A group of islands called Shetland lies off the northern tip of the UK; you'd think it was a calm, easy-going rural community, the kind of place you can leave your front door unlocked and the keys in the ignition of your car without fear of loss or damage. But if you take note of the way Ann Cleeves and Marsali Taylor describe it, you tread carefully and trust no one.
I'm not sure which of them started it, but they both have unputdownable series in progress. Ann Cleeves's DI Jimmy Perez is the islands' senior cop, and in each of the seven books in the series he seems to trip over at least one body, sometimes more. In the latest, Cold Earth, nature delivers the victim right at his feet, when the wettest winter in memory culminates in a landslip. Marsali Taylor's yachtswoman Cass Lynch isn't a cop at all, but bodies seem to turn up in her life remarkably often: in Ghosts of the Vikings at a country house about to be the venue of an opera recital. Both these authors bring Shetland to vivid life: its bleak beauty, characterful cottages, open spaces and wild sea, even the oil terminal and busy airport, form a background that makes the reader, this one anyway, feel she's there, with the wind in her hair and an occasional glorious sunrise.
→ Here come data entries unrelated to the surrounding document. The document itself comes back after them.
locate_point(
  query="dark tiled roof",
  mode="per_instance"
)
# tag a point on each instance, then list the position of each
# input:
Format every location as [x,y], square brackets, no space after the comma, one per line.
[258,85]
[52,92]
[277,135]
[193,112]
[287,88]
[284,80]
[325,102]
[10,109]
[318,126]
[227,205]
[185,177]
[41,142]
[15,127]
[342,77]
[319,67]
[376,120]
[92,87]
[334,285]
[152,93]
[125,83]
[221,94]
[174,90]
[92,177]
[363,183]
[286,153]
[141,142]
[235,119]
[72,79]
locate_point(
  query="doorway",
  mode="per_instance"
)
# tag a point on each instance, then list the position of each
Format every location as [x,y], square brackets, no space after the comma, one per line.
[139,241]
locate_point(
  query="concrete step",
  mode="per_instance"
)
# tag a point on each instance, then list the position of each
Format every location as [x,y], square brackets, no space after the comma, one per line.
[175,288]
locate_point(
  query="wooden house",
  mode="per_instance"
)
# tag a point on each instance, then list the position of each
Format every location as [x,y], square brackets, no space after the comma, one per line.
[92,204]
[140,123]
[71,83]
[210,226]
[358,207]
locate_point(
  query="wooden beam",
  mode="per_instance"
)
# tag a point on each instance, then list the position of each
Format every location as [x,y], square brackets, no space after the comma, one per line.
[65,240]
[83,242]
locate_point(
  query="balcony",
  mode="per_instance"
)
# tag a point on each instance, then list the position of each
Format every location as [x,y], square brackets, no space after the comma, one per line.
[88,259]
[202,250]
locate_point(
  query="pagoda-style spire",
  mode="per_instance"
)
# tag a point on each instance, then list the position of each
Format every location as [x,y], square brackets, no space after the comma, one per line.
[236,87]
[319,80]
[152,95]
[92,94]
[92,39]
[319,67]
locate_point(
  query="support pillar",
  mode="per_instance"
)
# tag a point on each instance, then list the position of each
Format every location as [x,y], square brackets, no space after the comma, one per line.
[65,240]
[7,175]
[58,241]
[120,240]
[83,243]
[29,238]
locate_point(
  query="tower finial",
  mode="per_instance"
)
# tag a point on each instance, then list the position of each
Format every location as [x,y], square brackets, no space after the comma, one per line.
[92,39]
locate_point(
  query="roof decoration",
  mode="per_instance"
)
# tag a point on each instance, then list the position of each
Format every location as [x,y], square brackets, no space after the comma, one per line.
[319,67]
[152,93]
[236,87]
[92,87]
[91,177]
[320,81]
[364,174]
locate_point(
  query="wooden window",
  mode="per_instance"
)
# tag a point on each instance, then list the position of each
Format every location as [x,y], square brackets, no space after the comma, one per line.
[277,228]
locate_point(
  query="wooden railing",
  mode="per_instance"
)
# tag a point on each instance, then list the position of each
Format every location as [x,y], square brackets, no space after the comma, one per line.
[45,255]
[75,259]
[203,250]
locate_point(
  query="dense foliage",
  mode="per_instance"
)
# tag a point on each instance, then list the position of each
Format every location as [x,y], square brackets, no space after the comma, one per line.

Anything by Tony Hillerman is probably a bit of a cheat when it comes to transporting me to new places, because I've visited New Mexico, stayed in the real-life Window Rock, driven past the Shiprock, marvelled at the red rock formations and revelled in the little bits of Diné and Hopi life I've been allowed to find. But I love his books because they take me back there, and let me into a world I've always found to be touched with magic. My most recent taste of it was The Shape Shifter; Hillerman takes an image from Diné mythology and gives it a down-to-earth spin, and I loved every sentence.
Michael Farris Smith's Desperation Road took me to Mississippi, a part of the USA I haven't visited. The book gripped me, and I cared what became of his characters, but if I'm honest he didn't make me want to jump on the next plane. His small-town Mississippi was a dismal place, peopled with unhappy folk and others I wouldn't want to meet. But I suppose even that serves a purpose: it shows me that sometimes what's close to home is preferable to what an author has to show me.
Likewise A Life to Kill, the latest case for Matthew Hall's maverick coroner Jenny Cooper. Jenny was investigating a death in the military, and that's a world I've never had the smallest desire to explore. But the book also took me for the first time into the world of a coroner – and I had no idea how fascinating it could be. I thought the job was paperwork at a desk; in fact it's part detective, part investigative journalist, with a slice of grief counsellor and storyteller thrown in for good measure. Great stuff, and I'm looking forward to more, though maybe in a different environment.
That's a few of the places I've escaped to recently. And now, if you'll excuse me, I'm going exploring again. It never ceases to amaze me where you can go just by opening a book.